Le 6 novembre est la Journée nationale de lutte contre le harcèlement scolaire. Les établissements de l’enseignement ne sont évidemment pas épargnés par ce phénomène. Alors ils prennent le taureau par les cornes. Cas d’école. 


Le Baromètre 2023 mené par L’Observatoire Étudiant des Violences Sexuelles et Sexistes dans l’Enseignement Supérieur dressait un état des lieux de 12 violences, allant de l’outrage sexiste au viol en passant par l’injure LGBTQIA+phobe. Au total, 6 étudiants (femmes et hommes) sur 10 déclarent avoir été victimes et/ou témoins d’au moins l’une des 12 violences citées.

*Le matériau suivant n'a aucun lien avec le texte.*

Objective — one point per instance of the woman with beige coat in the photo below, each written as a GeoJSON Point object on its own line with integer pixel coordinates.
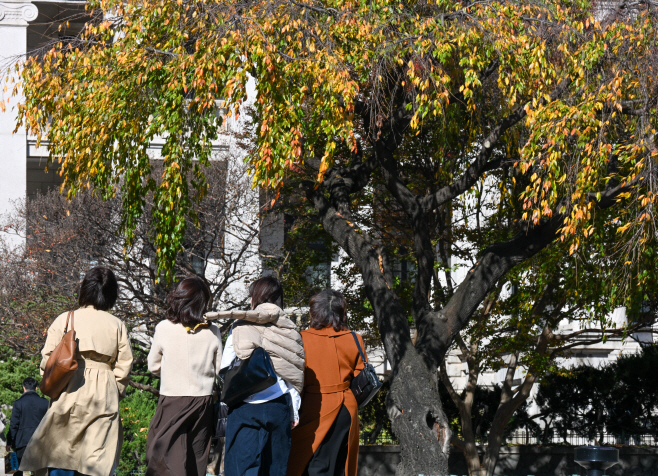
{"type": "Point", "coordinates": [81, 432]}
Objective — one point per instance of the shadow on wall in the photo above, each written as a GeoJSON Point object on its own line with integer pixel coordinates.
{"type": "Point", "coordinates": [519, 461]}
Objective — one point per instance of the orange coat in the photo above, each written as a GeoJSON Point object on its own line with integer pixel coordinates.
{"type": "Point", "coordinates": [332, 360]}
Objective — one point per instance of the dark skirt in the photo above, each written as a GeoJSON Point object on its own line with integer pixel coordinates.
{"type": "Point", "coordinates": [178, 442]}
{"type": "Point", "coordinates": [330, 457]}
{"type": "Point", "coordinates": [258, 438]}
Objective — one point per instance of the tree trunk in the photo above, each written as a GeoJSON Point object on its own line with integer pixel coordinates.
{"type": "Point", "coordinates": [417, 419]}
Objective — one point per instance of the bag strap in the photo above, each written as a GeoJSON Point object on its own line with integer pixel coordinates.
{"type": "Point", "coordinates": [69, 316]}
{"type": "Point", "coordinates": [358, 346]}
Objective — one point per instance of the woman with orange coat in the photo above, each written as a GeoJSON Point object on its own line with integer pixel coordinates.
{"type": "Point", "coordinates": [326, 441]}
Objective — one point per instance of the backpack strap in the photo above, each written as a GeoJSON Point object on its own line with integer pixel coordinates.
{"type": "Point", "coordinates": [69, 316]}
{"type": "Point", "coordinates": [358, 346]}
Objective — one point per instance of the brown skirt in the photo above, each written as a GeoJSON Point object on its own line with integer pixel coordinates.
{"type": "Point", "coordinates": [178, 442]}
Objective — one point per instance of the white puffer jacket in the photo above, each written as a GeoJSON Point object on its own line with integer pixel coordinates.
{"type": "Point", "coordinates": [268, 327]}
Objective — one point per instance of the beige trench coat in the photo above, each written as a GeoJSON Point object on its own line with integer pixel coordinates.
{"type": "Point", "coordinates": [82, 429]}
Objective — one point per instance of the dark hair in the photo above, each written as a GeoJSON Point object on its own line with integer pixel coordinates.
{"type": "Point", "coordinates": [328, 308]}
{"type": "Point", "coordinates": [30, 383]}
{"type": "Point", "coordinates": [99, 289]}
{"type": "Point", "coordinates": [187, 302]}
{"type": "Point", "coordinates": [267, 289]}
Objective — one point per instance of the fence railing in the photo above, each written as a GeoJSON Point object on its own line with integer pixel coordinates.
{"type": "Point", "coordinates": [522, 437]}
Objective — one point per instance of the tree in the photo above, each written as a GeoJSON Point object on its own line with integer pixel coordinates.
{"type": "Point", "coordinates": [63, 239]}
{"type": "Point", "coordinates": [518, 327]}
{"type": "Point", "coordinates": [555, 101]}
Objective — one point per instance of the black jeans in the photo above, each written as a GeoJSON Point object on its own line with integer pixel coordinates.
{"type": "Point", "coordinates": [258, 438]}
{"type": "Point", "coordinates": [330, 457]}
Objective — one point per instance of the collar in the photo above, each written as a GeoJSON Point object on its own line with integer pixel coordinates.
{"type": "Point", "coordinates": [327, 331]}
{"type": "Point", "coordinates": [200, 325]}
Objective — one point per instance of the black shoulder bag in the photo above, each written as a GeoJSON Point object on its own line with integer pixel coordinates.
{"type": "Point", "coordinates": [243, 378]}
{"type": "Point", "coordinates": [366, 384]}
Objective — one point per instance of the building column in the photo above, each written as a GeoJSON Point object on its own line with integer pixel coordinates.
{"type": "Point", "coordinates": [14, 18]}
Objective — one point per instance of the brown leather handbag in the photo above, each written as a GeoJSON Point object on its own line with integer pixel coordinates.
{"type": "Point", "coordinates": [61, 364]}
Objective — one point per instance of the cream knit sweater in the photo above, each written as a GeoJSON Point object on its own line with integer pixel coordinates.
{"type": "Point", "coordinates": [187, 363]}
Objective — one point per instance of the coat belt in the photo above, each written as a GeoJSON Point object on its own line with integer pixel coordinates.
{"type": "Point", "coordinates": [341, 387]}
{"type": "Point", "coordinates": [94, 364]}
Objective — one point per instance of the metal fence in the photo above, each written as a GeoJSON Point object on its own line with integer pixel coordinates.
{"type": "Point", "coordinates": [522, 437]}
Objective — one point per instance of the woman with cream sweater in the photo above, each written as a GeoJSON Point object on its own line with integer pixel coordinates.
{"type": "Point", "coordinates": [185, 354]}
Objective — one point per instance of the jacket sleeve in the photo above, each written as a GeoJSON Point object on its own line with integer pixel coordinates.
{"type": "Point", "coordinates": [154, 358]}
{"type": "Point", "coordinates": [359, 361]}
{"type": "Point", "coordinates": [218, 354]}
{"type": "Point", "coordinates": [124, 361]}
{"type": "Point", "coordinates": [13, 425]}
{"type": "Point", "coordinates": [53, 338]}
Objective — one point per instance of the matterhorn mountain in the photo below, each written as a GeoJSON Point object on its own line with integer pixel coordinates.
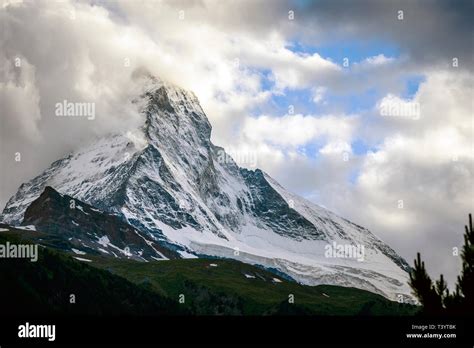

Et plus d’un quart d’entre eux déclarent avoir été victimes d’au moins un fait de violence sexiste, sexuelle ou LGBTQIA+phobe. 9% ont été victime de violence sexuelle depuis leur arrivée dans l’enseignement supérieur. Et 1 sur 10 a subi une agression sexuelle en école de commerce. Une victime de viol sur 4 l’a été plusieurs fois. La moitié des viols rapportés ont eu lieu lors de la première année d’études des répondants, dont 16 % durant les événements d’intégration. « Contrairement aux établissements publics qui doivent mettre en place des chargés de mission égalité et des cellules de veille et d’écoute, ceux du privé n’ont pas l’obligation de se mobiliser sur ces sujets. Leur implication est donc plus ou moins forte », constate Gaëlle Berton, président de l’Observatoire des VSS dans l’enseignement supérieure. 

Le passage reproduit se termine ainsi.